We apologize for the concern this has caused your family.
In keeping with our quality guarantee a gift selection of
coupons will also be sent to you.
Sincerely,
Sue Fenwick
General Mills
Consumer Services
Dear Red Lobster,
First of all, let me just start by saying a great big THANK
YOU for inventing and operating the BEST DAMN RESTAURANT ON
THE PLANET! You people should run the entire country, as far
as I'm concerned. I've been a devoted fan ever since my parents
took me to your Springfield, PA, location for my 7th birthday.
I've spent many a sleepless night all these many years wondering
what it is about your establishment that I'm so drawn to,
but I guess it's just the seafood lover in me, as your inspiring
TV adverts so succinctly put it.
In fact, I've recently been going back over my day planners
and have determined that I have visited an exciting and inviting
Red Lobster restaurant at least once per week for the past
14 years and 8 months! I don't know if you keep track of such
things, but do you have frequent diners Hall of Fame to honor
the accomplishments of devoted RL diners such as myself? Perhaps
you could also organize regional singles groups so that the
biggest Red Lobster fans can meet other like-minded folk in
their areas. That would be totally awesome.
Thanks again and KEEP UP THE GOOD WORK!!!
With very best wishes,
Kevin McElwee
Buffalo, NY
Dear Mr. McElwee,
Thank you for taking the time to contact us. Suggestions from
our guests are taken very seriously, and I will be sharing
your ideas.
Please be certain that Red Lobster takes suggestions from
our guests very seriously, and the appropriate people will
be notified of your recommendation. Again, thank you for taking
the time to share your comments. Please do not hesitate to
contact us, if we may be of further assistance.
Sincerely,
Roberto
Guest Relations
Representative
Dear Tampax,
I'm just writing to tell you that I think YOUR TAMPONS ARE
GREAT! KEEP UP THE GOOD WORK!!!
I am a professional chef, and I think you should find more
applications for your product (pardon the pun!)! I find that
there are many uses for them in a kitchen, and I make all
of my staff use them whenever they can!
That's right—they call me Mr. Tampax around here!
I say—let 'em!
Yours Sincerely,
Matt Taibbi
Executive Chef
The Buffalo Club
Well, Matt, that's interesting and I appreciate your input.

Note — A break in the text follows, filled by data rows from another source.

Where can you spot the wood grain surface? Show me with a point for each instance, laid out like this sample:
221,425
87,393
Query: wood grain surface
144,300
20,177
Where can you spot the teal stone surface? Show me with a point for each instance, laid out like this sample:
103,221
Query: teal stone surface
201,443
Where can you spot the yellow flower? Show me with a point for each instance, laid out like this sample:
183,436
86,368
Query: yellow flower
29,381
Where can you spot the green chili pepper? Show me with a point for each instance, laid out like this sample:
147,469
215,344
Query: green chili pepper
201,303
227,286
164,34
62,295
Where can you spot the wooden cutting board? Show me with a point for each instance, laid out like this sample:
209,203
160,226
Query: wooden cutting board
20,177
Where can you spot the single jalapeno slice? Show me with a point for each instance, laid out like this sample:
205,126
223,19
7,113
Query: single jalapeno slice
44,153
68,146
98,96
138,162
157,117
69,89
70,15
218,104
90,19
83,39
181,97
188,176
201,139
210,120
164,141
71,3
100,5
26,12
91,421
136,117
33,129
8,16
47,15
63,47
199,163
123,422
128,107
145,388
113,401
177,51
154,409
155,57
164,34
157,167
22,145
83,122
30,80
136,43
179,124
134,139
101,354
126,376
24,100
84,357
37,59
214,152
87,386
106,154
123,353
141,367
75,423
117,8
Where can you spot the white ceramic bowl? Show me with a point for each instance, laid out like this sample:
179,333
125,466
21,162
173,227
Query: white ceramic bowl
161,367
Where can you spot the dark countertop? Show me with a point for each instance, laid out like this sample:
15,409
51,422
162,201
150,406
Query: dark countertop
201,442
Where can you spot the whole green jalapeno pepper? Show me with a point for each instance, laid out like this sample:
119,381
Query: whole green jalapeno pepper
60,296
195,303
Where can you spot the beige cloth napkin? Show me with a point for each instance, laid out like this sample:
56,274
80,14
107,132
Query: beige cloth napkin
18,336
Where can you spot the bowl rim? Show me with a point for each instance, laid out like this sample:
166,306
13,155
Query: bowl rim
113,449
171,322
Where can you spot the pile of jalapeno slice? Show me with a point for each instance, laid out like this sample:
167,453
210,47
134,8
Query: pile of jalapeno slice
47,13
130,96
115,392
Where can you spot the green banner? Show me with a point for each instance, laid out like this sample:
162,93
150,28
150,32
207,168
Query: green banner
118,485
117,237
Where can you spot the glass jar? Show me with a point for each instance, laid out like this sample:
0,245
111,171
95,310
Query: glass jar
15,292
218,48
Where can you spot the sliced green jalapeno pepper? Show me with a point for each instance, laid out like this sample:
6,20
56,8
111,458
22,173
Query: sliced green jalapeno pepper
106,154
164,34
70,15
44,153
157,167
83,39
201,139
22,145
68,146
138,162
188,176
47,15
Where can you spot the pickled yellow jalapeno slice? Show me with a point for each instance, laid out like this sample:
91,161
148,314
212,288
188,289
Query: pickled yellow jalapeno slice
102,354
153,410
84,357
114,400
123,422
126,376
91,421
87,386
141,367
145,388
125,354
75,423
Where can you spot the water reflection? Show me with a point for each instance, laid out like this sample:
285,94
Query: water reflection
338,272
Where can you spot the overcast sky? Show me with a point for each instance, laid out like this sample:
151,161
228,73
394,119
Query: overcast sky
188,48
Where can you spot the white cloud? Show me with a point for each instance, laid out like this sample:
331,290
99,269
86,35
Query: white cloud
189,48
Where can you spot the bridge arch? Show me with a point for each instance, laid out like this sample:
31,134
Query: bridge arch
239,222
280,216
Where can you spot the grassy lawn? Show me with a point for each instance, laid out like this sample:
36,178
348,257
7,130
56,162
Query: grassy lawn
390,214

But Tampax tampons are designed for women for use during their
menstrual period. This is the only use we recommend.
Thanks for writing.
Sherri
USA Tampax Team
Dear Sauder Woodworking folk,
Thanks a bunch for making the easiest-to-assemble wooden furniture
around! Never once have I opened up one of your products to
find that a vital screw or bolt was missing, as happens so
often with your competitors' items. Whenever I need a piece
of furniture to house my CD collection or to make hobbying
interests more convenient, Sauder is the name I look to. In
fact, if my first-born child (due in September) should be
a boy, I intend to name him "Sauder." However, Sauder is not
a very good name for a girl, I think you would agree.

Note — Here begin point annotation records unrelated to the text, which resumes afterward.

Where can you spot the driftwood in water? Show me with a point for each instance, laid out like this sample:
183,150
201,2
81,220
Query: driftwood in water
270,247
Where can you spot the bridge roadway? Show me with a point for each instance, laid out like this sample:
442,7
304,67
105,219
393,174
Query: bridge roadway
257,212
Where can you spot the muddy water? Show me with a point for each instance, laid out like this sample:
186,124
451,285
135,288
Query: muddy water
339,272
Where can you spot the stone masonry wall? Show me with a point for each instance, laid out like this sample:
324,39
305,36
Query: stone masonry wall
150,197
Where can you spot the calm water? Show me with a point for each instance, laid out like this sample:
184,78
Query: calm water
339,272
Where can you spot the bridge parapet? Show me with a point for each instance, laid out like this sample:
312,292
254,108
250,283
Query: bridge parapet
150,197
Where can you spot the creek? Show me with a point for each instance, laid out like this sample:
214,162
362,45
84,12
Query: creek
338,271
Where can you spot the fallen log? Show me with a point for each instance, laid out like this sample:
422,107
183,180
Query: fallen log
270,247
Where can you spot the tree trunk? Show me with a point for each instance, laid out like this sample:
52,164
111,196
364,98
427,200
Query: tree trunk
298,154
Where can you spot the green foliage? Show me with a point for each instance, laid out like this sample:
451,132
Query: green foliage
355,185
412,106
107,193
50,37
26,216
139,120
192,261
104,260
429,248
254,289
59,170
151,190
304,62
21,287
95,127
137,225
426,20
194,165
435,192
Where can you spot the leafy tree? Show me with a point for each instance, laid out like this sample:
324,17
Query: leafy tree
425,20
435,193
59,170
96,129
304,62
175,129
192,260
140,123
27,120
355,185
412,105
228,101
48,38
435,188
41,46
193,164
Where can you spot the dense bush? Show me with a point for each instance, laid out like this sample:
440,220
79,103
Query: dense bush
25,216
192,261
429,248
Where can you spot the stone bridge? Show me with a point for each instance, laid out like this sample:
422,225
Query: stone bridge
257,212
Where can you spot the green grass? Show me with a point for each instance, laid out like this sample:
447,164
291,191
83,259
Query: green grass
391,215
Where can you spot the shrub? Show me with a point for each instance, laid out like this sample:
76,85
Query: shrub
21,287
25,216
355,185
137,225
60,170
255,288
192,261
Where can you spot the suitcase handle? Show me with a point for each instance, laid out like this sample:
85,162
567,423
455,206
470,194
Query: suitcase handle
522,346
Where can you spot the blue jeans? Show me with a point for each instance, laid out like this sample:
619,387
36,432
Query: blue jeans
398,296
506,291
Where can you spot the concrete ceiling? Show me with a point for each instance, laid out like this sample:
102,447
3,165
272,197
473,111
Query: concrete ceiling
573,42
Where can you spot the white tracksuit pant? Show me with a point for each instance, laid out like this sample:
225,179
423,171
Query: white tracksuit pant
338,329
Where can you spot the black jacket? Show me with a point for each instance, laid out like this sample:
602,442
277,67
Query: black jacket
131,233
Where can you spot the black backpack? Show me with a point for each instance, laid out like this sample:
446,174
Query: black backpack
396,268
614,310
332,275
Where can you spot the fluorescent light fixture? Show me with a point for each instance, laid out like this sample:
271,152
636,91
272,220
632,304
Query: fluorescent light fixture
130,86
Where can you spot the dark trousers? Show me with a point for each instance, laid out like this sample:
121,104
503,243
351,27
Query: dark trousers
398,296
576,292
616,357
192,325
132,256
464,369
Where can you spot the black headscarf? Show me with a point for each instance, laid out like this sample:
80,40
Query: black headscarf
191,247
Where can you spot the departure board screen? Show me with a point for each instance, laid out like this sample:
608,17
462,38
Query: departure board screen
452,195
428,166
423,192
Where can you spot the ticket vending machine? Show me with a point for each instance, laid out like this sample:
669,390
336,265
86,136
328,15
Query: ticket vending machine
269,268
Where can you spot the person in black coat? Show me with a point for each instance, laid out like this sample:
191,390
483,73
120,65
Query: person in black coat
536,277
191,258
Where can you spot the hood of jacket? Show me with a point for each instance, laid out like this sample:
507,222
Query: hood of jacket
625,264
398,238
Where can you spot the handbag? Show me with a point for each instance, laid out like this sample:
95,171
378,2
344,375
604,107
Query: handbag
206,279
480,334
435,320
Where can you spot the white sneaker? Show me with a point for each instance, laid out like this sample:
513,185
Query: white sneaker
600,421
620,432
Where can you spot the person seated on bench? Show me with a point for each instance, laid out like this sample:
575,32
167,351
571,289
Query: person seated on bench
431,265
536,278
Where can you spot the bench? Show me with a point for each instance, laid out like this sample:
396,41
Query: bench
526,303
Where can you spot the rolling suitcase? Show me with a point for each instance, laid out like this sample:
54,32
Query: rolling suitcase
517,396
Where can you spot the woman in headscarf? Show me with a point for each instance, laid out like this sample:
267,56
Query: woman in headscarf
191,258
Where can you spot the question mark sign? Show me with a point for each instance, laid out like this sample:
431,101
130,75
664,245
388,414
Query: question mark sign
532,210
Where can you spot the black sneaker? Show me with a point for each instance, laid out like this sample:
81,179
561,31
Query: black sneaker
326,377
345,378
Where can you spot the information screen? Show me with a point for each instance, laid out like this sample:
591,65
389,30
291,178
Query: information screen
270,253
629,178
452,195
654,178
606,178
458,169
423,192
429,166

Please don't ever stop doing those things you do,
Kevin McElwee
Buffalo, NY
Dear Mr. McElwee, Thank you for taking the time to write with
your comments and compliments, we appreciate it.

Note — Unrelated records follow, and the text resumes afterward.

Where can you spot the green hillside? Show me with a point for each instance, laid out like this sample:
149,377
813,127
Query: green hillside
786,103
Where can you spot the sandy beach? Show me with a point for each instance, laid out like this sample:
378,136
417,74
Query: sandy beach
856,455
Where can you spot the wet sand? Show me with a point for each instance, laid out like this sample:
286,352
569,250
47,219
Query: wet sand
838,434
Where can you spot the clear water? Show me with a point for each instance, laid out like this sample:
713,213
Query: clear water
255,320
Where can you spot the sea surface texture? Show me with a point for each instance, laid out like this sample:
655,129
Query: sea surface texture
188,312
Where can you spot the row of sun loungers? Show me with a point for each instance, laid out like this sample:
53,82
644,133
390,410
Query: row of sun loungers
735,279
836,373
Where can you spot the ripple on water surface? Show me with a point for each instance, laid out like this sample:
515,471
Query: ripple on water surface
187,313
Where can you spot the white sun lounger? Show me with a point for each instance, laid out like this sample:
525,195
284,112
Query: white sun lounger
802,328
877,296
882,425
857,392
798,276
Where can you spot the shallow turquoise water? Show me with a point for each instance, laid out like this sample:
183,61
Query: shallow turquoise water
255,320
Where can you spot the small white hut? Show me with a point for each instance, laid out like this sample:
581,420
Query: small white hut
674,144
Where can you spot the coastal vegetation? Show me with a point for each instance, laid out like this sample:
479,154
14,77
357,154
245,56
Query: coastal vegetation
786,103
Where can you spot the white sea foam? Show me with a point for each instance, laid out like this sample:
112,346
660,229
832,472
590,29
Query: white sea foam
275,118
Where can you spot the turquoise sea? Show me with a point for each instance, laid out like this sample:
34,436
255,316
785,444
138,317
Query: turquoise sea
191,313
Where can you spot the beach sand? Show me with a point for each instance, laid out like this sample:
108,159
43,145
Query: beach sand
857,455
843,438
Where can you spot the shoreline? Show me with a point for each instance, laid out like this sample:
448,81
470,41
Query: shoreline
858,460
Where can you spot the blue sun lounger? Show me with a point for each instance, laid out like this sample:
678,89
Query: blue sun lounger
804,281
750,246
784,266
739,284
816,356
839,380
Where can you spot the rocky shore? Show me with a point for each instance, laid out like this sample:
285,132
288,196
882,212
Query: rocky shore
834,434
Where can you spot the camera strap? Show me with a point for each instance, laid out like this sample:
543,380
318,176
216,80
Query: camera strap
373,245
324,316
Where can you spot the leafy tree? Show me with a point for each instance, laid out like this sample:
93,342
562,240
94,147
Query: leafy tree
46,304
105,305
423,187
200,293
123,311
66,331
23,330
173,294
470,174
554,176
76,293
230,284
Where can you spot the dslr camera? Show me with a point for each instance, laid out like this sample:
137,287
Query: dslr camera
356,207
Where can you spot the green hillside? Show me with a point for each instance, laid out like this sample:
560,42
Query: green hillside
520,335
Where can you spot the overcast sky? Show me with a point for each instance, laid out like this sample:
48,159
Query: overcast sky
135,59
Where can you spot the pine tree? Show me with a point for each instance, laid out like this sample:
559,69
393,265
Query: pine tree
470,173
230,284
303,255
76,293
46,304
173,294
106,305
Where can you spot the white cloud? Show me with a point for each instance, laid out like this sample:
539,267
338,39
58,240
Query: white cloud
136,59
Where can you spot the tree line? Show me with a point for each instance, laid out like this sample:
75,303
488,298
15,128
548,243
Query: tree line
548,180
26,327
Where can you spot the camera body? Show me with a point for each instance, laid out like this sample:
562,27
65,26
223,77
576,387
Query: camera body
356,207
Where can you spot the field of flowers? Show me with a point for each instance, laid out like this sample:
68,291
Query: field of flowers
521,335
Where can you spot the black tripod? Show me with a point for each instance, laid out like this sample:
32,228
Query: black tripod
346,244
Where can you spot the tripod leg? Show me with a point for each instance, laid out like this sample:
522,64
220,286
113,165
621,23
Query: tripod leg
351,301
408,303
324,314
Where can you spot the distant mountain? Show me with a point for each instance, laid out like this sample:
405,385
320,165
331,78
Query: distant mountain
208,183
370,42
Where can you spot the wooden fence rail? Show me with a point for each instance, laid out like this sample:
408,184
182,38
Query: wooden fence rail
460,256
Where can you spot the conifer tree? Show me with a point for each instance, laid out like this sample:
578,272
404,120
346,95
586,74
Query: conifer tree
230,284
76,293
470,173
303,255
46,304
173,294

Letters and e-mail such as yours puts a "smile" in our day!
Thank you again.
Sincerely,
Tanya R. Howell
SAUDER WOODWORKING
Dear Connecticare,
I'm just writing to tell you how impressed I am with your
company and to say KEEP UP THE GOOD WORK!!!
I think HMOs get a bad rap, and from what I hear of your company,
it would be MORE THAN INAPPROPRIATE to lay the misdeeds of
a few at good corporate feet such as yours. I definitely think
that you are one of the top three HMOs in Connecticut!
I no longer have health insurance, but when I find a way to
get it again, I plan on doing everything I can to make sure
that I am covered by CONNECTICARE!
Thank you!
Matt Taibbi
Danbury, CT
Dear Mr. Taibbi:
Thank you for your recent positive feedback. ConnectiCare
continually strives toward service excellence and a level
of commitment to our Members that sets us apart from other
health plans. We are particularly pleased to know when we've
achieved that goal.
Please let us know if there is any way to be of further assistance.
We can be reached via email through our website at www.connecticare.com
or by calling toll-free 1-800-251-7722.